The figure is a schematic side view of the roller clamp mechanism shown in FIG. 13,
FIG. 16 is a schematic perspective view showing the overall configuration of a support roller assembly provided in the wheel inspection device shown in FIG. 10,
17 is a schematic plan view of the support roller assembly shown in FIG. 16, FIG. 18 is a partially cutaway schematic front view of the support roller assembly,
19 is a schematic right side view of the support roller assembly, FIG. 20 is a schematic left side view of the support roller assembly, and FIG. 21 is a schematic view showing a roller lock device incorporated in the support roller assembly. . (Explanation of symbols) 3f: Wheel inspection unit for front wheel 3m: Wheel inspection unit for middle wheel 3r: Wheel inspection unit for rear wheel 4: Equalizer 5: Pantograph 8: Box 9: Clamp mechanism 10: Initial position lock device 11: Lower contact roller 72: Upper contact roller 15: Support roller 18: Central roller 19: First side roller 20u: Second side roller 20l: Auxiliary roller 30: Angle detector 31: Roller support 33: Pantograph for clamping 36 : Cylinder device for clamp 40: Support roller assembly 50: Roller lock device

──────────────────────────────────────────────────続 き Continued on the front page (58) Field surveyed (Int.Cl. ⁷ , DB name) G01M 17/00-17/007 G01B 7/30 G01B 21/22

Claims (9)

(57) [Claims] 1. A support means for supporting a wheel thereon, a first contact means capable of contacting a first side face of the wheel supported on the support means, and a second side face opposite to the first side face. Clamp means for clamping the wheel from both sides by means of the first and second contact means,
A wheel inspection device comprising: a first angle detection unit linked to the first contact unit; and a second angle detection unit linked to the second contact unit. 2. The vehicle according to claim 1, wherein said wheel is a double wheel having a pair of first and second sub wheels arranged adjacent to each other on a common shaft, and said first side surface is formed by said first side surface. One side surface of one sub-wheel and the side surface opposite to the second sub-wheel, and the second side surface is one side surface of the second sub-wheel and opposite to the first sub-wheel.

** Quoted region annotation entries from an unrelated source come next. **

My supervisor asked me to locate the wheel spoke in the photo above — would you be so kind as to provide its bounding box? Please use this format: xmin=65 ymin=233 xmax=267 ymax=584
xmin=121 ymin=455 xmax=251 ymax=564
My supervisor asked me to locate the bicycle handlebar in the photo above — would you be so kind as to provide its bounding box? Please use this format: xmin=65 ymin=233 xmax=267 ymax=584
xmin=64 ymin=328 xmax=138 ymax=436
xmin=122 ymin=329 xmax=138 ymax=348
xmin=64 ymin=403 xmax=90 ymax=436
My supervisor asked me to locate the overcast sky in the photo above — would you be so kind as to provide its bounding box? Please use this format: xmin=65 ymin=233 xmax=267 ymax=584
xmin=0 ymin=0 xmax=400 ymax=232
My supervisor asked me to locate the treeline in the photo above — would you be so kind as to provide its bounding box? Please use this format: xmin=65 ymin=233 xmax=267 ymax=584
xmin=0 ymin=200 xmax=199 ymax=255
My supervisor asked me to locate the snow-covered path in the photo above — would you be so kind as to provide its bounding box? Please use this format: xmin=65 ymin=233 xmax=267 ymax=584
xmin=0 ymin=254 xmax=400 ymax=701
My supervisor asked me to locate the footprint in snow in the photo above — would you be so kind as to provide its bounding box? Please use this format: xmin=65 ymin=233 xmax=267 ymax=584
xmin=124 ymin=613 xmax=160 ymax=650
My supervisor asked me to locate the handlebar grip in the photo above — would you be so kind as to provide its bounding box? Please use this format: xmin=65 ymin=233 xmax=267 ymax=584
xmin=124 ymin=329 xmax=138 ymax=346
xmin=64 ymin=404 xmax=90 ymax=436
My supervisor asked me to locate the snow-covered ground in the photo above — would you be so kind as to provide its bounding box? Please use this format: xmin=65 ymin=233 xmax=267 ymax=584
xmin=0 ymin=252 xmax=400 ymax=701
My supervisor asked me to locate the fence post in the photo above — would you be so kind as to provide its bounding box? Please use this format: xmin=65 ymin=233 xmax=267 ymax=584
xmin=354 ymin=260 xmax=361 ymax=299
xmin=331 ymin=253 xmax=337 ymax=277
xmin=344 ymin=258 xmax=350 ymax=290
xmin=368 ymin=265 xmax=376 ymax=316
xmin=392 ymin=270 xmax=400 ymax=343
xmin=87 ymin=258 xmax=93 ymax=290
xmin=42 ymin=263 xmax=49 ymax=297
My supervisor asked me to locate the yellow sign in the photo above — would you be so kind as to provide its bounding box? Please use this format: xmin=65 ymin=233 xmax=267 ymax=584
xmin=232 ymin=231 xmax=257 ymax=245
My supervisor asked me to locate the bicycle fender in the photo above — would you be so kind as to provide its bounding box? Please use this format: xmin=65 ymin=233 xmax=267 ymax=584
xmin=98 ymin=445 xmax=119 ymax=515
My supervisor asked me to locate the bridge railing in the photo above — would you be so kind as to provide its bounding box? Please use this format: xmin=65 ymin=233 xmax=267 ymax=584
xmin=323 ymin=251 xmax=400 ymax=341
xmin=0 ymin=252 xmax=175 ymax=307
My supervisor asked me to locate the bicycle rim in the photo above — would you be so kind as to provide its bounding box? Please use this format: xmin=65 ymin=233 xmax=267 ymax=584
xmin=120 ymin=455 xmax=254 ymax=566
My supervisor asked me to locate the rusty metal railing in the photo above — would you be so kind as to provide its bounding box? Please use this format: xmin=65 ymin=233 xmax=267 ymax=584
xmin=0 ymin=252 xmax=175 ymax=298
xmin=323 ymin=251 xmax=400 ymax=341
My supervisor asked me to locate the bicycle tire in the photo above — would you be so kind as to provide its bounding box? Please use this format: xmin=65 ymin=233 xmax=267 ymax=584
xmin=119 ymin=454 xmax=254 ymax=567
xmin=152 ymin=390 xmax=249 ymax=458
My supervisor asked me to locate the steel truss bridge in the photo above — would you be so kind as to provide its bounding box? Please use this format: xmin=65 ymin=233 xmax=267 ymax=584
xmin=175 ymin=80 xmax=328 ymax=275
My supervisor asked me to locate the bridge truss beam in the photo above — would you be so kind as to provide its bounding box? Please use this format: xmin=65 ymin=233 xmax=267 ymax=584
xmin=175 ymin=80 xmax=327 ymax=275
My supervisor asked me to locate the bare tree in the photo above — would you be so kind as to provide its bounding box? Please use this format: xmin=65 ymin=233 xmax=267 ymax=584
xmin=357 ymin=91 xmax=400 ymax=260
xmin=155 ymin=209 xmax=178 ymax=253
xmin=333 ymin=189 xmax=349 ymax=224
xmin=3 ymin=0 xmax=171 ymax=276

A wheel inspection device, characterized in that it is a side surface of the wheel. 3. A wheel inspection according to claim 1, wherein said clamping means performs a clamping operation only in a direction which is always orthogonal to a longitudinal direction of a vehicle on which said wheel is mounted. apparatus. 4. The vehicle according to claim 3, wherein the front-rear direction of the vehicle is a straight line connecting an intermediate position between a center position of a left wheel and a center position of a right wheel of the vehicle. A wheel inspection device characterized by the above-mentioned. 5. The method according to claim 1, wherein said support means has a pair of support rollers which are juxtaposed in the front-rear direction and rotatably supported. Wheel inspection device. 6. A vehicle according to claim 1, wherein each of said first and second contact means is rotatably supported and rolls on a corresponding side surface of said wheel. A wheel inspection device comprising a pair of contact rollers to be contacted. 7. The method according to claim 1, wherein said clamp means supports first support means for supporting said first contact means, and said second contact means for supporting said first contact means. A second supporting means, a third supporting means movably supporting the first and second supporting means along a predetermined linear path,
A driving unit for driving the first support unit and the second support unit in a direction approaching or separating from each other along the linear path. 8. The method according to claim 7, wherein
A pantograph connected to the supporting means and the second supporting means, wherein when the wheel is clamped, an intermediate position of the pantograph corresponds to a center position of the wheel. . 9. The apparatus according to claim 8, wherein said driving means is a cylinder device having a cylinder and a rod, and said cylinder and rod are positioned at an intermediate position of said pantograph and said first and second support means. A wheel inspection device interposed between one of the two.